Manipulating The Masses

No. 8 in a series on major and minor occidental taboos


Subtle Influence

The subject here is not manipulation of entire people by charismatic leader figures. Rather, it is about the compliance of the masses with something that "one" does. The string-pullers in this kind of manipulation are clever and specialised managers, who succeed in maneuvering their unaware target public into a specific behaviour. I'm talking about that kind of manipulation.

The Restaurant Trick

This paragraph refers only to European restaurants.

As students of the great Brillat-Savarin and other exponents of French cuisine, we have learned that salad is a side-dish to the main course. There are excellent culinary reasons for that.

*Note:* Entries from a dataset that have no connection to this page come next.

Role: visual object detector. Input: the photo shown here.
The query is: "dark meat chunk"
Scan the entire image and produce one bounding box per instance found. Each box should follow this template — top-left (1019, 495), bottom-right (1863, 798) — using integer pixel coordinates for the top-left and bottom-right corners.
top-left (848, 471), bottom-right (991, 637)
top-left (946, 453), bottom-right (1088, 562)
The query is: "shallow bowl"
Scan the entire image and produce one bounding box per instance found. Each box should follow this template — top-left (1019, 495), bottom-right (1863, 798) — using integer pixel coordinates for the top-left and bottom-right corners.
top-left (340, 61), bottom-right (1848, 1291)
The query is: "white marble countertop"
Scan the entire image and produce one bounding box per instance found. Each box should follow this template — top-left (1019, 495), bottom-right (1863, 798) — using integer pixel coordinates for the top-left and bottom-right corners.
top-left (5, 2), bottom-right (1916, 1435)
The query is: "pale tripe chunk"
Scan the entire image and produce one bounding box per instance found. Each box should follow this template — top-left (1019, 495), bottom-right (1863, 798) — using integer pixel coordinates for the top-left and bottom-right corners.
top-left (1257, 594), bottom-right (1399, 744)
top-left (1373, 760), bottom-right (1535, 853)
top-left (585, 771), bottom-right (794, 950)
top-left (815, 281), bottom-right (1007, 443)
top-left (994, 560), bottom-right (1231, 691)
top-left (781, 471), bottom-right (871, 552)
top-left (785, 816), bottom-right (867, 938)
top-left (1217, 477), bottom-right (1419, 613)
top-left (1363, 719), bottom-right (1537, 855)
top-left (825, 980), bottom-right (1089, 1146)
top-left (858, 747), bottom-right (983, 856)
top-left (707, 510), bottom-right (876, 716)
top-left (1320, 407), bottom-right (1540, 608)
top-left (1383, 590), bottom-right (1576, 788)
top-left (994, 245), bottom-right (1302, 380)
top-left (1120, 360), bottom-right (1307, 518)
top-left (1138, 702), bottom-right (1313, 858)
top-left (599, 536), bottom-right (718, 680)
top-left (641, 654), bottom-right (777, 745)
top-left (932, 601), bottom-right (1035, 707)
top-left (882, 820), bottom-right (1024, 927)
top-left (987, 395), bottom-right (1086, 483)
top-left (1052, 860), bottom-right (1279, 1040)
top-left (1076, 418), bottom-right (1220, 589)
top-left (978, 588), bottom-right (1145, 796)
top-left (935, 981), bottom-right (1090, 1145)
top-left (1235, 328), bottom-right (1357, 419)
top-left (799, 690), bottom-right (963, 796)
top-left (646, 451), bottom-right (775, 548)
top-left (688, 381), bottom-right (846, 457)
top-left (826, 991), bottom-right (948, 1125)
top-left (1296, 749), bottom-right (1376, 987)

However, about 15 years ago this rule was sacrificed to restaurant efficiency. The bait today is "Would you like a salad to start with?" And you take it "to start with", the salad, as suggested: together with the wine, which has been silently evaporating on your table. So diners are kept busy and can satisfy their appetite with bread while waiting for their plates of choice. We have now found the reason why salad has suddenly been declared an entry dish, namely the impatience of waiting guests causing inn-keepers to serve something that is quickly prepared. That is why all of us now have to enjoy our salad before dinner, not new nutritional discoveries. Indeed, waiting for the food is a problem for many guests and inn-keepers. Once more the English solution seems preferrable to me. While you talk in the adjoining cozy pub or library the hostess asks you to table with a friendly "Dinner is served". No waiting there. Now that is culture. So you walk to the restaurant and enjoy your meal without the preceding stress.
As my mother used to say: "The first sip of your beer is unsurpassed by those that follow". The first bite into a tender bit of meat, too, seems to give a pleasure whose intensity is not repeated by subsequent bites. If my first bites are into salad, the Filet Bourguinionne following later is at best a hunger quencher and may as well be one of those fastfood horrors.

In the 15 years following the introduction of the salad-manipulation I succeeded in meeting a total of two people who a) remember salad as a side-dish and b) will not accept being ruled when to eat their salad. The remainder seem satisfied following what they are so charmingly suggested to do.